Surgical anatomy of medial open-wedge high tibial osteotomy: crucial steps and pitfalls.

  • Sports Medicine Research Laboratory
December 01, 2017 By:
  • Madry H
  • Goebel L
  • Hoffmann A
  • Duck K
  • Gerich T
  • Seil R
  • Tschernig T
  • Pape D.

PURPOSE: To give an overview of the basic knowledge of the functional surgical anatomy of the proximal lower leg and the popliteal region relevant to medial high tibial osteotomy (HTO) as key anatomical structures in spatial relation to the popliteal region and the proximal tibiofibular joint are usually not directly visible and thus escape a direct inspection. METHODS: The surgical anatomy of the human proximal lower leg and its relevance for HTO are illustrated with a special emphasis on the individual steps of the operation involving creation of the osteotomy planes and plate fixation. RESULTS: The posteriorly located popliteal neurovascular bundle, but also lateral structures such as the peroneal nerve, the head of the fibula and the lateral collateral ligament must be protected from the instruments used for osteotomy. Neither positioning the knee joint in flexion, nor the posterior thin muscle layer of the popliteal muscle offers adequate protection of the popliteal neurovascular bundle when performing the osteotomy.

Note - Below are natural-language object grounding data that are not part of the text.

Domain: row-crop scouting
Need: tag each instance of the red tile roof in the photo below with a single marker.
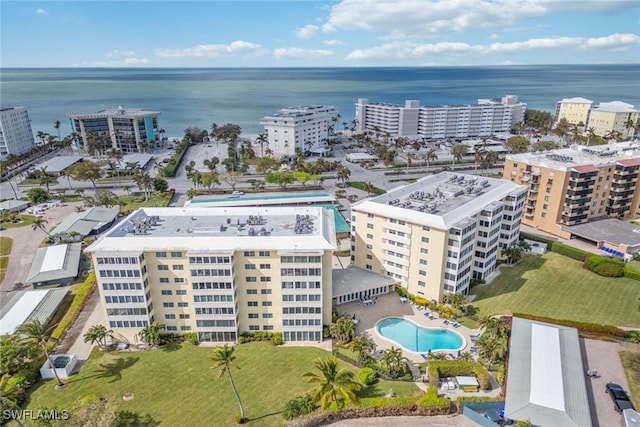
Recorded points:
(585, 168)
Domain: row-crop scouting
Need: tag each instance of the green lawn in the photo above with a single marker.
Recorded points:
(5, 245)
(26, 220)
(555, 286)
(180, 387)
(136, 200)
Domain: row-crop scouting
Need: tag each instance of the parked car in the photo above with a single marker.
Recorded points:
(620, 397)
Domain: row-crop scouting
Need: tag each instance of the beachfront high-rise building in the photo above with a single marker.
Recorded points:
(411, 120)
(572, 185)
(574, 110)
(608, 118)
(438, 233)
(16, 136)
(130, 130)
(218, 272)
(306, 128)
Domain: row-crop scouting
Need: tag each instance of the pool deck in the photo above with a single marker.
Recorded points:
(390, 306)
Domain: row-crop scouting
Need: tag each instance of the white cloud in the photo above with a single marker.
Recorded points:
(127, 62)
(296, 52)
(307, 31)
(411, 50)
(123, 53)
(211, 50)
(416, 18)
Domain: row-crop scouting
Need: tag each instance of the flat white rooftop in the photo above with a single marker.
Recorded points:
(565, 159)
(440, 200)
(222, 228)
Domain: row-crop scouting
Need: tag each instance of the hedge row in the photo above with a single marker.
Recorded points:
(453, 368)
(582, 327)
(375, 407)
(170, 170)
(569, 251)
(79, 300)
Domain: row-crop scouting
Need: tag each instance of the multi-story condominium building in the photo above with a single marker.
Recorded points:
(438, 233)
(298, 127)
(570, 186)
(129, 130)
(489, 116)
(574, 110)
(612, 117)
(16, 136)
(218, 272)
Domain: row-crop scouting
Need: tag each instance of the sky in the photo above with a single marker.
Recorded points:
(348, 33)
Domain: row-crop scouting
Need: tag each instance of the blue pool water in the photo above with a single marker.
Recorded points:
(418, 339)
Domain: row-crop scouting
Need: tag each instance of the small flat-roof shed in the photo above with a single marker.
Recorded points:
(13, 205)
(546, 378)
(57, 164)
(56, 264)
(26, 306)
(92, 221)
(354, 283)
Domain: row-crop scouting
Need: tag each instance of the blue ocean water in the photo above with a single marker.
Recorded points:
(200, 97)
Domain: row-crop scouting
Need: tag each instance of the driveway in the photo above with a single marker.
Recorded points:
(603, 356)
(25, 242)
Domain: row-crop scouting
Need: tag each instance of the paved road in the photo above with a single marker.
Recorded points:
(25, 242)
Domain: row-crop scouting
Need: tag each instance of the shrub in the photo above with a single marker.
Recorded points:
(276, 339)
(367, 376)
(630, 273)
(569, 251)
(76, 305)
(609, 269)
(299, 406)
(582, 327)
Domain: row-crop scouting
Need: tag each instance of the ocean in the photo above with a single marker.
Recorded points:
(199, 97)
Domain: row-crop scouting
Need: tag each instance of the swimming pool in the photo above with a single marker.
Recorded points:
(416, 338)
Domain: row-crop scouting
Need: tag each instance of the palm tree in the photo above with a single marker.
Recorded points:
(151, 333)
(393, 361)
(98, 334)
(332, 384)
(56, 126)
(362, 346)
(223, 359)
(37, 333)
(9, 394)
(39, 223)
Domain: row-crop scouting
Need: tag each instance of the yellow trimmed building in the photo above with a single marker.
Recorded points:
(218, 272)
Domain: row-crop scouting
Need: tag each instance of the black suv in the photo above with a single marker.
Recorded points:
(619, 396)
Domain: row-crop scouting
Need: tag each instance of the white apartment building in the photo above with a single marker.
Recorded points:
(218, 272)
(615, 116)
(298, 127)
(16, 135)
(574, 110)
(438, 233)
(130, 130)
(488, 117)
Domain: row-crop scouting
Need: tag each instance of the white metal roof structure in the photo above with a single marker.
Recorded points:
(441, 200)
(231, 228)
(25, 306)
(546, 379)
(59, 163)
(85, 222)
(55, 263)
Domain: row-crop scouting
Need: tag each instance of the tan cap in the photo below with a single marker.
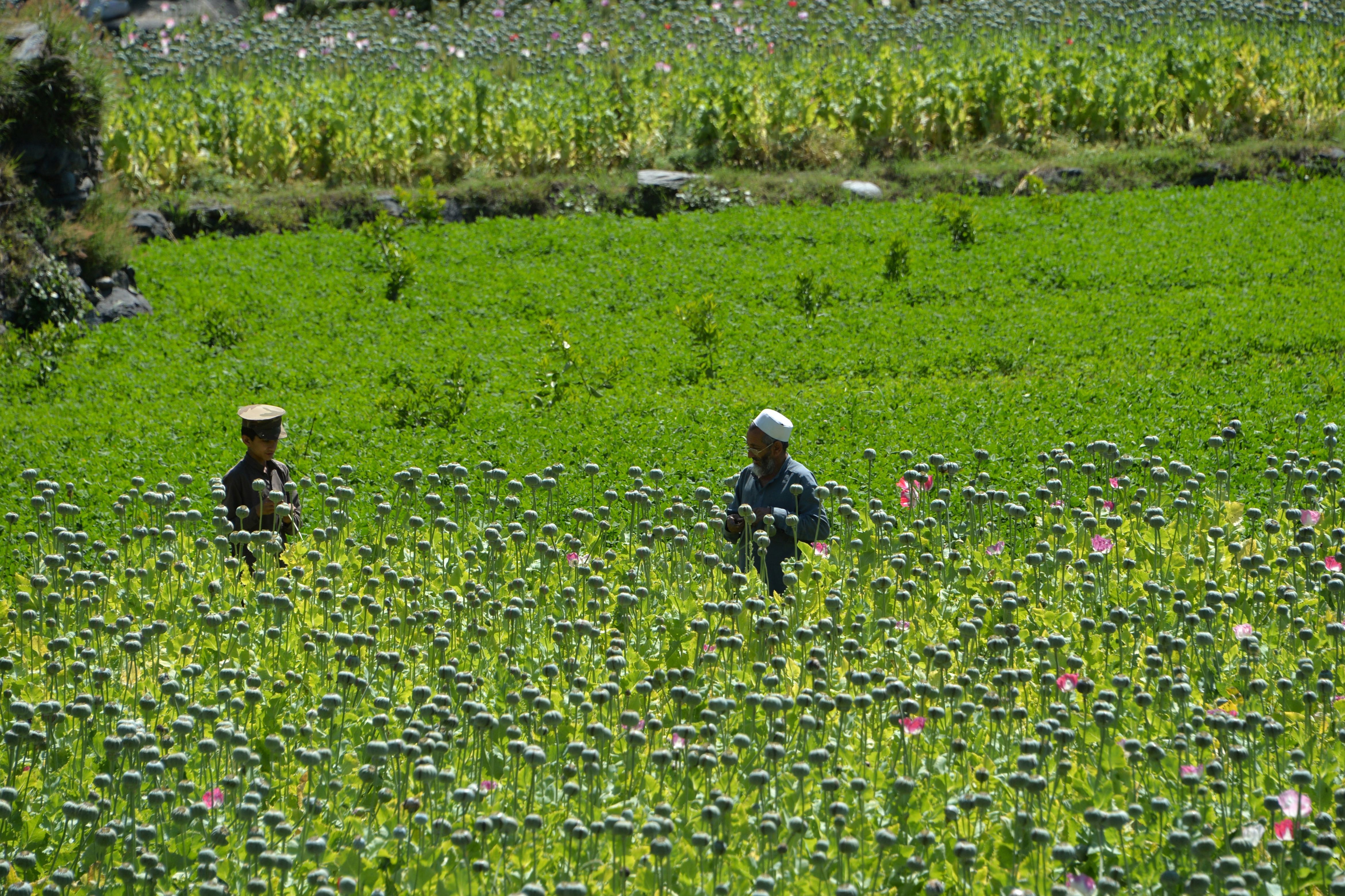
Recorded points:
(264, 422)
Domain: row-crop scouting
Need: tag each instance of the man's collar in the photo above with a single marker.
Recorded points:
(785, 465)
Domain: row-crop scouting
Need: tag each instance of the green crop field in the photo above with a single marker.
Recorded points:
(1095, 317)
(1075, 628)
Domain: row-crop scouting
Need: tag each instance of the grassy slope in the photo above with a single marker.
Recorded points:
(1164, 311)
(985, 170)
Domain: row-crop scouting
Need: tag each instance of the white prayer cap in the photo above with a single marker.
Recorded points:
(774, 424)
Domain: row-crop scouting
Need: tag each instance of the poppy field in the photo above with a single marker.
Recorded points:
(1075, 630)
(388, 96)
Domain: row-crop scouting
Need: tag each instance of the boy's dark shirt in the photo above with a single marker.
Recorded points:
(239, 492)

Tactile feedback through a loss-of-resistance when the opposite cortex is perforated is only possible when sawing and drilling is performed in a pounding fashion. Kirschner wires with a proximal thread, therefore, always need to be introduced under fluoroscopic control. Due to anatomy of the tibial head, the tibial slope may increase inadvertently. CONCLUSIONS: Enhanced surgical knowledge of anatomical structures that are at a potential risk during the different steps of osteotomy or plate fixation will help to avoid possible injuries. LEVEL OF EVIDENCE: Expert opinion, Level V.

2017 Dec. Knee Surg Sports Traumatol Arthrosc.25(12):3661-3669. Epub 2016 May 28.